Thanks for all of your ideas. I was definitely typing in the heat of the (ongoing...and going...and going) moment and needed to vent. i know spanking and yelling isn't going to solve anything. but sometimes...you just get so fed up.
my husband and i just had a long chat, and much of it was centered around our expectations. My father said something interesting to me the other day, which was that anger/frustration is something that arises out of expectations. And i now see that much of my anger has to do with my expectations in two areas:
1. Her emotional/behavioral development
2. My needs/wants
We do sleep in a family bed. she has a room with a bed in it with her stuff, but doesn't sleep there much. The kids are about 2.75 years apart. we are lucky that the baby does not wake her up, even when he cries. She just sleeps though it. the problem lately is that he is going to bed at 7pm sharp because that is just when he is out. he is so easy to get to sleep, its not even funny. when this happens, she gets read to in her bed instead of ours so as to not wake the baby. often, lately, she has said she wants to stay and sleep in her own bed at that point. its much easier to just do it in our bed, but i just lay with her in her bed and say "lets go to sleep." when we go to lay down (she does think that i go to bed with her every night) regardless of where it is, she starts up with the "i don't want to go to bed" and gets up and tries to leave. my husband and i have initiated a plan for future bedtimes. we have been trying to get her to go to bed early, and when we do this (like tonight at 6:45 because she was really tired, but also more because we wanted "our time" to ourselves) she resists going to sleep even more. when she gets up at 7pm and says "im not tired. i don't want to go to bed" maybe...maybe she isnt? i know its likely that she is, but if she says this at 9pm, its less likely to be true and she is also less likely to fight. if you could have seen the fight tonight--its hard to believe a very, very tired child could put up such a fight. anyway, so our new plan is this: no more trying to get her to bed before 8pm. at 8, we start the bedtime routene (yes, we have a long one that involves lots of books, telling stories, back rubs, etc.) and if, after stories, she persists in the "i dont want to go to bed" thing, my husband will play memory game or hi-ho cherry-o or something with her in bed. we'll just work on keeping her calm, relaxed and in bed until she is ready to fall asleep. the fight is just so not worth it. i totally lost my S**T tonight in the worst way. like...out of control parent. it is the worst thing in the world to look back and say "i was OUT OF CONTROL". we ask them to 'use their words' and all that, and then we have tantrums, totally lose it, too. i don't know how i can expect her to not freak out, when i do it..
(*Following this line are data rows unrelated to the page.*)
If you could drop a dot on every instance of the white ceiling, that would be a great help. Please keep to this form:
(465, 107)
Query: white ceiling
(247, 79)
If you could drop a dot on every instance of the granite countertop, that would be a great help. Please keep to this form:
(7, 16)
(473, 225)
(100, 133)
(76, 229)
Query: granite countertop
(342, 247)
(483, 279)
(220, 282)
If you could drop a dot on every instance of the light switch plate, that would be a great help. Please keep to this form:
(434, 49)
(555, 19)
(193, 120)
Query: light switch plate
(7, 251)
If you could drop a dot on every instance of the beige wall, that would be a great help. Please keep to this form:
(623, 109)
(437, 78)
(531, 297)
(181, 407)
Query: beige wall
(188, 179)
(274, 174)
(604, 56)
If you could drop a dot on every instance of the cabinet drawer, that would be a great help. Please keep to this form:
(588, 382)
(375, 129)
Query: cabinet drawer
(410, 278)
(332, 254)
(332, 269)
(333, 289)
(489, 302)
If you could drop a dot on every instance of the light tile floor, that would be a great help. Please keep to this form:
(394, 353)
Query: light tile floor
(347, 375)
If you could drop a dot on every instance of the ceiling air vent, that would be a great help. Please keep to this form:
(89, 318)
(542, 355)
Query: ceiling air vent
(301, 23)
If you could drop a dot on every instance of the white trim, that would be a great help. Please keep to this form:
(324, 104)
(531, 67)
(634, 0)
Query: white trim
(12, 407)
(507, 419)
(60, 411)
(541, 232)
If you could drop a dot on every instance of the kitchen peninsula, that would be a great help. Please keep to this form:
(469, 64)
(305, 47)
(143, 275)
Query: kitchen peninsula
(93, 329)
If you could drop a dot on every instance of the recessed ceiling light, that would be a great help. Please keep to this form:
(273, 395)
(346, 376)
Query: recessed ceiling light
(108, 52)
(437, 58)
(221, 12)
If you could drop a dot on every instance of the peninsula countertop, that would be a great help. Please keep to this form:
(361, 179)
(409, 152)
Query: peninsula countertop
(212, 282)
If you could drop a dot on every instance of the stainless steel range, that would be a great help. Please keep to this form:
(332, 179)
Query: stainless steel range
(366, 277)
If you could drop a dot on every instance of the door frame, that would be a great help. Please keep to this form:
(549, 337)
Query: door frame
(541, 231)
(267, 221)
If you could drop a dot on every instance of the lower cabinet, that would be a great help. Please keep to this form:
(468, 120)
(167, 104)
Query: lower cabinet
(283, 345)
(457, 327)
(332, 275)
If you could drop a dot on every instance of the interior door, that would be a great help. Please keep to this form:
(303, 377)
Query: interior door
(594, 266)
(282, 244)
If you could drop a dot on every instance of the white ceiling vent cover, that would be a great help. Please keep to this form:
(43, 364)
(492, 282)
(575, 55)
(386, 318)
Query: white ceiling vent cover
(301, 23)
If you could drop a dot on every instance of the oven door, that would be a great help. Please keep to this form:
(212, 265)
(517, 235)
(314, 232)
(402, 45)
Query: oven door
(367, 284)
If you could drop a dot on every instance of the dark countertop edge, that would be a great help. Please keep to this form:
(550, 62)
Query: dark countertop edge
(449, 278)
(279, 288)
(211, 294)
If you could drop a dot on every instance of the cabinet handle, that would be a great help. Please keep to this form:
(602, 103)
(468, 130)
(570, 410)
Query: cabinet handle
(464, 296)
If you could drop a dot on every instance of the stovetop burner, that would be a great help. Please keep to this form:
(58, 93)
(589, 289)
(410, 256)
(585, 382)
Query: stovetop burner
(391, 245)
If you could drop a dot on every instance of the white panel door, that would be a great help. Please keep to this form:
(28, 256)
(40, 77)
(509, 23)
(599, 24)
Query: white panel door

i put sleepless in america on my hold list for the library.
so anyway, back to the expectations. i have been angry at her for several things, which are just totally unrealistic expectations on my part. for example, expecting her to not be totally selfish. why would i expect that of a 3 year old? also, expecting her to understand my feelings. again, why? expecting her to understand various things a 3 year old cant, such as patience, time, delaying gratification, controlling her emotions, asking her to explain behavior, etc. an example is today my dad let her play with a porcelain doll that my grandma made. not wanting to instigate a tantrum, i let her play with it gently. when i told her that she couldn't take it outside, she got mad and threw it on the floor and broke part of it. so i was upset. but i was totally unrealistic in several ways. 1)i should have just taken it away immediately. she should not have been playing with it. period. 2)she probably wasn't trying to break it. she threw it down because she was mad that i wouldn't let her take it outside, and it broke. 3)getting mad when she didn't understand why i was sad/upset about it. 4)staying mad when she wouldn't apologize
all of these things are founded on totally unrealistic expectations: that she understands that porcelain can break (even when i explained it was fragile); understands that other people have feelings just like hers (and that what she experiences are "feelings"); understands the idea of a sentimental item with family significance; understands that some 'toys' are not for playing with; can empathize with my feelings; can actually feel "sorry" about something (especially when she totally doesn't understand it); can feel regret/remorse, especially in regards to "making" someone else feel something (especially since she doesn't understand that she can make someone feel a certain way, or that other people do feel.) i see now that i need to lower the bar. waaaaaaaaaaaaaaaaaay lower. lower it so low that i can't be frustrated because what i expect is realistic. if she is whining at me, i'm not frustrated because that is just What Three Year Olds Do. not getting frustrated when she has a tantrum about getting her way, because that is Just What Three Year Olds Do. i can feel frustrated, but it wont be as bad because i won't be compounding it in my mind asking "why doesn't she care about what I feel?!" or "she is so selfish!" or other silly unrealistic things.
i also need to adjust my expectations about my own desires and getting what i want (for example, getting to watch a movie only made me madder when she wouldn't go to bed tonight). and just realizing that this season of raising really young children will pass, and i will have more me time in the future.
so that's about it...the baby is crying. i will try to write more tomorrow.